# Settings when using miniDSP UMIK-1 and REW?



## keenly (Sep 8, 2016)

I have laptop connected to receiver via HDMI.

I am trying to measure my room acoustics, I have issues with stereo imaging and bass.

I need help with settings. I know the basics, and have ran some tests but they are not right.


When I am on generator do I choose full range?

Do I set speakers to full range on laptop?

The REW instructions say for Windows 7 set mic volume on laptop to 10. I have done this.
When running a test the input and output and not matching at all.

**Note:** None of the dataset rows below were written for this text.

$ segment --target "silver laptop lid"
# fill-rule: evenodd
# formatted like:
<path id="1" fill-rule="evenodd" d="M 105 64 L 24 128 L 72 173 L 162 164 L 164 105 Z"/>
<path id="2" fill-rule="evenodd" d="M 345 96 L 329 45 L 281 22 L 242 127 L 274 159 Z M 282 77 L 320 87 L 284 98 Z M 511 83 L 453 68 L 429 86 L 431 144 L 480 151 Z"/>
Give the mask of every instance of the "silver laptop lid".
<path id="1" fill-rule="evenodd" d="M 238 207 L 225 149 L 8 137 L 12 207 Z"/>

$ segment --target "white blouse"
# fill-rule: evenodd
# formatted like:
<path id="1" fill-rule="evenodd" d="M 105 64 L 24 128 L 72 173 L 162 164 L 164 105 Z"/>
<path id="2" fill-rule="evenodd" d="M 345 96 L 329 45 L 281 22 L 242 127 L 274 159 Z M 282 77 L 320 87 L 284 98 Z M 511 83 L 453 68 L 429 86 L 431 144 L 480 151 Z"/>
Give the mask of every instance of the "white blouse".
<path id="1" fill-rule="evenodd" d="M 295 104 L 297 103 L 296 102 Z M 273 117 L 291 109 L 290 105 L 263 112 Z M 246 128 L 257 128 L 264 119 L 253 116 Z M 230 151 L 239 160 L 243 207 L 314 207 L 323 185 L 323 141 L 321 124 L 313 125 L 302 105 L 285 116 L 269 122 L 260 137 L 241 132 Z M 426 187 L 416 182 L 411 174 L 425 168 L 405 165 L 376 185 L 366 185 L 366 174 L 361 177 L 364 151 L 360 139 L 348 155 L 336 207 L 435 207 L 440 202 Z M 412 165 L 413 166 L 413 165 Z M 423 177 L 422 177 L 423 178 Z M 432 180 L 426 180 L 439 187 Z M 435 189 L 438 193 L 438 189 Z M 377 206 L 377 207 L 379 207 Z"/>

What db Should I be looking for on SPL meter, some say 75, some say 90 at least?

All speakers and sub to 0db?



When using the generator on REW what dBFS levels should I set?

Do you test on 'speaker cal' instead of full range?

CHEERS

Paul


----------



## JohnM (Apr 11, 2006)

The MiniDSP website has instructions for UMIK-1 setup with REW, and for UMIK-1 and HDMI on REW.


----------



## keenly (Sep 8, 2016)

That says have SPL at 75db, most people on various forums are saying 90db.

So on Windows 7 definitely set the volume of mic to 10 on laptop?

The input and output are not matching up when I run tests.


----------



## AudiocRaver (Jun 6, 2012)

keenly said:


> That says have SPL at 75db, most people on various forums are saying 90db.


Most people here say 75.:surprise:

Teasing.

75 is a good goal because it is _usually_ high enough that background noise does not affect measurements significantly. Not always though. If not, if waterfall and RT60 and such appear to be affected by noise, then turn it up. (Truthfully, try to reduce the background noise level first!) 90 is high, though, it will be LOUD. Most speakers will handle it fine, but the sound level might drive you nuts.

80 or 85 is the highest I would go.



> So on Windows 7 definitely set the volume of mic to 10 on laptop?


yes



> The input and output are not matching up when I run tests.


I do not understand the issue/question here.


----------